No matter what your opinion of Senator Feinstein, she has to be given a lot of respect for her endurance as a politician.  I think she was gifted.

I want to tell the story of how I happened to meet her, just as her political career began to blossom.

I'd been a pseudo hippy carpenter in Oakland, California for the first three years out of college (1967), but I eventually moved to San Francisco and got a job working for Mission Coalition Organization.  MCO was a coalition of 53 organizations from the Mission.  Labor unions, churches, business groups, Latino non-profits, etc.  I was the staff person for the Planning Committee and for Public Works.

In 1971, we got involved in an attempt to limit where high rise buildings could be built.  A business person, Alvin Duskin, led a grassroots effort to put the issue on the ballot.  I collected signatures on a few weekends and eventually helped get MCO involved. 
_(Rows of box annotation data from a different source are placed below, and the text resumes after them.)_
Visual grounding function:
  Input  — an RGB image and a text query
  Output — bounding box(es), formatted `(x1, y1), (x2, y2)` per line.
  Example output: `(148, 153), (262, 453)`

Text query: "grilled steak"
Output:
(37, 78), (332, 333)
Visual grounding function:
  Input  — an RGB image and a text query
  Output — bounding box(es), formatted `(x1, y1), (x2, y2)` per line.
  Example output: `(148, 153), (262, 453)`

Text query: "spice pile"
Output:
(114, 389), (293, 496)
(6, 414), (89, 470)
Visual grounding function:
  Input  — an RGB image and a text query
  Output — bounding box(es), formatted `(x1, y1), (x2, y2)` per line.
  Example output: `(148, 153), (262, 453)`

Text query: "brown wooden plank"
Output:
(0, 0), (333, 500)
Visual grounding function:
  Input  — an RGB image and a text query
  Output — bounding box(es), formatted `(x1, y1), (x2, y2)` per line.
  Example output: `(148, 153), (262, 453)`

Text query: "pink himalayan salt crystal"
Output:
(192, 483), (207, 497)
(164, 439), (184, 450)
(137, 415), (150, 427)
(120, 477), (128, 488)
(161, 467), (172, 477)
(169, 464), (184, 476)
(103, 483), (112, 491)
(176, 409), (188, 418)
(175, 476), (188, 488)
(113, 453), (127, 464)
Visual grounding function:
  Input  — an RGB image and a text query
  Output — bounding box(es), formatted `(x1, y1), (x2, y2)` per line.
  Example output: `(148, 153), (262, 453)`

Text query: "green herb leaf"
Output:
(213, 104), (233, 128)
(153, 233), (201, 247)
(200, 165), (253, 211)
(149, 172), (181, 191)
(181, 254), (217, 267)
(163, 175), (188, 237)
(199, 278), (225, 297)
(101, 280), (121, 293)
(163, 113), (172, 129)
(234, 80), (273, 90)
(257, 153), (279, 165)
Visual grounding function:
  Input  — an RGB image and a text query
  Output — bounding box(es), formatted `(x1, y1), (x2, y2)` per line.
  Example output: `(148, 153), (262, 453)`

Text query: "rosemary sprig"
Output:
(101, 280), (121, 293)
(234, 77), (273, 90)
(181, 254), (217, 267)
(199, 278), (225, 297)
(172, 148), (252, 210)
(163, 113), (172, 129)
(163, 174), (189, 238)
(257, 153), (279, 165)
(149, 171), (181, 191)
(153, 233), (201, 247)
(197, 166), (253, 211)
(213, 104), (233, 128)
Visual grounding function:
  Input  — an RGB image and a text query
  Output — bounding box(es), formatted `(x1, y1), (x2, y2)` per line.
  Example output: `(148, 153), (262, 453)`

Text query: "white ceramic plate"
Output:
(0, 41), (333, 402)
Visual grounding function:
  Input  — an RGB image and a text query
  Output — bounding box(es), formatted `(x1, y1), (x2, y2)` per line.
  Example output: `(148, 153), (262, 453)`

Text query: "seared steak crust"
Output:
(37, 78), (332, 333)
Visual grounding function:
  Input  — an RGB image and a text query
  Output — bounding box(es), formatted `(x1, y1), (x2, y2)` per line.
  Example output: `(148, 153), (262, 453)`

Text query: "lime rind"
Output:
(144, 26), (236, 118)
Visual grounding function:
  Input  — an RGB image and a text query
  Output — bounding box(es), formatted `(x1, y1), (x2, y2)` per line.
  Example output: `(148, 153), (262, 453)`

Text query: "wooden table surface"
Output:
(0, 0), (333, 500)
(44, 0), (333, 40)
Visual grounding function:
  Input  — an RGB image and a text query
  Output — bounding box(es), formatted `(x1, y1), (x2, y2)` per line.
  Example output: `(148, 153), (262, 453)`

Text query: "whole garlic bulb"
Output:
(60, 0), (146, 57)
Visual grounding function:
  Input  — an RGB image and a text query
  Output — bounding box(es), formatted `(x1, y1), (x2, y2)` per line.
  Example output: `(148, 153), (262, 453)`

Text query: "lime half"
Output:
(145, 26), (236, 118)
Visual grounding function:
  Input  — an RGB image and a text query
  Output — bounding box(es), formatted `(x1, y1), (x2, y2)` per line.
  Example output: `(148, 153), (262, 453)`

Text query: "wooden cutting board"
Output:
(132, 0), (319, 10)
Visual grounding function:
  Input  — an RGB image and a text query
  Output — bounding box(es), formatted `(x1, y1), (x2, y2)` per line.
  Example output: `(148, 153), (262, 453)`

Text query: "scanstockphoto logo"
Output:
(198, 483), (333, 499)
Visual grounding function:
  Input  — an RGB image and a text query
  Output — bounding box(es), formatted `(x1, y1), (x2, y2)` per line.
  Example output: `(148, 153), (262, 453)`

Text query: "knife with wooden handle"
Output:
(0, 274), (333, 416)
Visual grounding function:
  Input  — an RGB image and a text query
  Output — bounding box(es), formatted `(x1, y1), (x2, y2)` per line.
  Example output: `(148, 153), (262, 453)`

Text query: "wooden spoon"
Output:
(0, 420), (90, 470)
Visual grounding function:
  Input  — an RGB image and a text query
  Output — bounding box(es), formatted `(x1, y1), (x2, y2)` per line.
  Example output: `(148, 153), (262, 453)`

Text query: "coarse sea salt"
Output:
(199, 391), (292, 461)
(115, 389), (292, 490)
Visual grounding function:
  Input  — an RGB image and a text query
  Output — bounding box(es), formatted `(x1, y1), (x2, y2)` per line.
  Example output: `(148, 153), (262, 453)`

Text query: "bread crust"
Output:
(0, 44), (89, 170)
I was learning how effective organizing could be and the height limits issue was a perfect issue to organize around.  Saul Alinsky, who was an inspiration for MCO, said an issue had to be immediate, specific, and realizable to be useful for organizing.  I thought this one was, and that turned out to be true.
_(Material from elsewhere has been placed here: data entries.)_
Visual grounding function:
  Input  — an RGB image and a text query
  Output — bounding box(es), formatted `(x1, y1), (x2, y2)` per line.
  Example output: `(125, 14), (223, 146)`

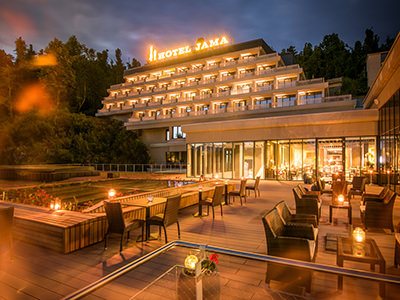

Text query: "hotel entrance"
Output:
(187, 137), (376, 181)
(318, 139), (344, 181)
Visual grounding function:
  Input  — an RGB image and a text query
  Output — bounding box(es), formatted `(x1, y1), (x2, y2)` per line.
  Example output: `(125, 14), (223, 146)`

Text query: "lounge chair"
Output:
(360, 190), (397, 232)
(275, 201), (318, 228)
(292, 185), (322, 224)
(262, 208), (317, 293)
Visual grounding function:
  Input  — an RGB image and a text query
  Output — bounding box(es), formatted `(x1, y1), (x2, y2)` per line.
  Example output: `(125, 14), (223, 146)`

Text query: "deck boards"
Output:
(0, 182), (400, 300)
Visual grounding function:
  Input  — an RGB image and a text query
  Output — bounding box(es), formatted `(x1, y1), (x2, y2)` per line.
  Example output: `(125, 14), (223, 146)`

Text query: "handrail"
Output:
(63, 241), (400, 300)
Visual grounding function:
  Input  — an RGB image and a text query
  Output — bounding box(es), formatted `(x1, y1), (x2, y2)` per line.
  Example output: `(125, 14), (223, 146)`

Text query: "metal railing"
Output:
(63, 241), (400, 300)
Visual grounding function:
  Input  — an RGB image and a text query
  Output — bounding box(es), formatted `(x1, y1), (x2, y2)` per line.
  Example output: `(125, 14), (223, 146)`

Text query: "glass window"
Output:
(223, 143), (233, 178)
(265, 141), (278, 179)
(233, 143), (243, 178)
(277, 141), (290, 180)
(318, 139), (343, 181)
(213, 143), (223, 178)
(203, 144), (213, 177)
(165, 129), (169, 141)
(290, 140), (303, 180)
(172, 126), (186, 139)
(254, 142), (265, 179)
(243, 142), (254, 178)
(303, 140), (316, 178)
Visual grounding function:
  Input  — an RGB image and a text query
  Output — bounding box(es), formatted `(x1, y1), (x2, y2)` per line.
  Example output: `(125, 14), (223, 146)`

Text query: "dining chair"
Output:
(228, 179), (247, 205)
(199, 185), (225, 219)
(104, 201), (144, 252)
(146, 194), (181, 243)
(246, 176), (261, 198)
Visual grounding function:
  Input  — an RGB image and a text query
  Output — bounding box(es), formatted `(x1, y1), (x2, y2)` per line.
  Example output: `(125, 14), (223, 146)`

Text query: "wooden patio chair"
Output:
(146, 195), (181, 243)
(0, 207), (14, 260)
(292, 185), (322, 224)
(199, 185), (225, 219)
(274, 200), (318, 228)
(104, 201), (144, 252)
(348, 176), (367, 200)
(228, 179), (247, 205)
(262, 208), (317, 293)
(246, 176), (261, 198)
(360, 190), (397, 232)
(361, 186), (389, 205)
After bringing the issue to the MCO Planning Committee, I got permission to try to bring in other neighborhood organizations who shared our concern.  I spent two weeks on the phone and meeting people in person.  One of the people I reached was Diane Feinstein.  She was the president of the Pacific Heights neighborhood organization.  She was immediately helpful and articulate, so I suggested that we hold a city wide meeting of representatives from neighborhood organizations and that she act as the temporary chair.  She agreed.

We held the meeting on the top floor of her house, in a big room, probably an attic.  She was brilliant.  She listened well and steered the meeting skillfully.  I was really proud of her work.  Many years later, I discovered that, at the time, she was a newly elected member of the San Francisco Board of Supervisors.  Apparently, I hadn't discovered her.

The city took the subsequent community feedback seriously enough that they did a thorough analysis and proposed limits that are the basis of what they are today.

So thank you, Senator Feinstein.  Well done.